Według WSJ wraz z wybuchem społecznego i oficjalnego współczucia w Rosji po katastrofie z 10 kwietnia można było odnieść wrażenie, że stosunki polsko-rosyjskie poprawiają się. Władze obu krajów zgodziły się parę miesięcy temu, że do katastrofy doprowadziła decyzja o lądowaniu podczas złej pogody na lotnisku, posiadającym jedynie podstawowe urządzenia nawigacyjne. Jednak w Polsce oczekiwano (...), że Rosja weźmie na siebie w jakimś stopniu współodpowiedzialność za tę decyzję - napisał "Wall Street Journal". Zamiast to zrobić, w 200-stronicowym raporcie MAK w żadnym stopniu nie obwinił kontrolerów lotów oraz pracowników lotniska w Smoleńsku - dodaje dziennik.

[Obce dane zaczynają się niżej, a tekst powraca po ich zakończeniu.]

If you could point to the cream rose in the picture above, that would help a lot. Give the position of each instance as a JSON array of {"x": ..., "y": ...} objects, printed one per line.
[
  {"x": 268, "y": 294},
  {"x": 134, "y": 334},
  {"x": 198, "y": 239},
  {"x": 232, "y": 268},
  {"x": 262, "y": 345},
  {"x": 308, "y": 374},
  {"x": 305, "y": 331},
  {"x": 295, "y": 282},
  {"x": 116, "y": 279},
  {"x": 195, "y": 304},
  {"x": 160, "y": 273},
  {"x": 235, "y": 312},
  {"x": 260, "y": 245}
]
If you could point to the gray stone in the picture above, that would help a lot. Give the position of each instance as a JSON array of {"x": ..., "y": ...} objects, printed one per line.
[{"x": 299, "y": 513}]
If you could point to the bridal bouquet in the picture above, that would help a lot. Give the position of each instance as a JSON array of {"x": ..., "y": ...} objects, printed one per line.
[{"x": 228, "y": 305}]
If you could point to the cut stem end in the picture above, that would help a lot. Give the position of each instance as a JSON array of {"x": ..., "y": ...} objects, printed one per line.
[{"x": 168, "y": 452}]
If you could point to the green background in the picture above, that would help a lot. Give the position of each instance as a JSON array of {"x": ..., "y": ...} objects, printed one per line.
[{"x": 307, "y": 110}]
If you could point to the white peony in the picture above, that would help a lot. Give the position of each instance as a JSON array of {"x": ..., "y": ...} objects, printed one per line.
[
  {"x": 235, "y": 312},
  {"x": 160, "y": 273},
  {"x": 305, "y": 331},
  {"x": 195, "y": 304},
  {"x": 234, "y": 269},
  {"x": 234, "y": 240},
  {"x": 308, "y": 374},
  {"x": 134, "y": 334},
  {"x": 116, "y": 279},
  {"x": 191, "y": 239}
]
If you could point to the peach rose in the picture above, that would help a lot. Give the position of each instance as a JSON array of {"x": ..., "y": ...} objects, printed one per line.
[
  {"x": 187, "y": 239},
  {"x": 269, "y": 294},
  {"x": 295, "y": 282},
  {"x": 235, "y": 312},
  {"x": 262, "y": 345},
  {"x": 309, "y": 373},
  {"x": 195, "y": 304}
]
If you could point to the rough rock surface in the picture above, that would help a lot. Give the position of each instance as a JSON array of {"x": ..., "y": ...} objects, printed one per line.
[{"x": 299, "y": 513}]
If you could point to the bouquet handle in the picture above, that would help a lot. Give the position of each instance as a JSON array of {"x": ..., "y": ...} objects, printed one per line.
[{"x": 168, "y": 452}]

Zdaniem "NYT", dokument przedstawiony wczoraj w Moskwie nakreśla złożony porter psychologiczny kapitana polskiego samolotu (Arkadiusza Protasiuka) i opisuje niewidoczną, wywieraną na niego presję. Raport winę za katastrofę przypisuje kapitanowi, ale także zdecydowanie sugeruje, że leży ona również po stronie niektórych pasażerów - napisał "New York Times".

Kwestia winy nie mogła być jeszcze bardziej delikatna. Katastrofa miała miejsce na tle długotrwałego napięcia między Moskwą a Warszawą i początkowo wydawała się podstawą do dalszych podziałów. Tymczasem wybuch współczucia ze strony Rosji przygotował grunt pod polityczne pojednanie - ocenia "NYT". Ocieplenie nie przełożyło się na etap śledztwa - dodaje nowojorski dziennik.

Gazeta podkreśla, że raport wyklucza wiele zewnętrznych czynników, które mogły przyczynić się do katastrofy - takich jak stan samolotu, kontrola lotu, łączność radiowa, wsparcie meteorologiczne - a niektóre jego fragmenty przypominają psychoanalizę.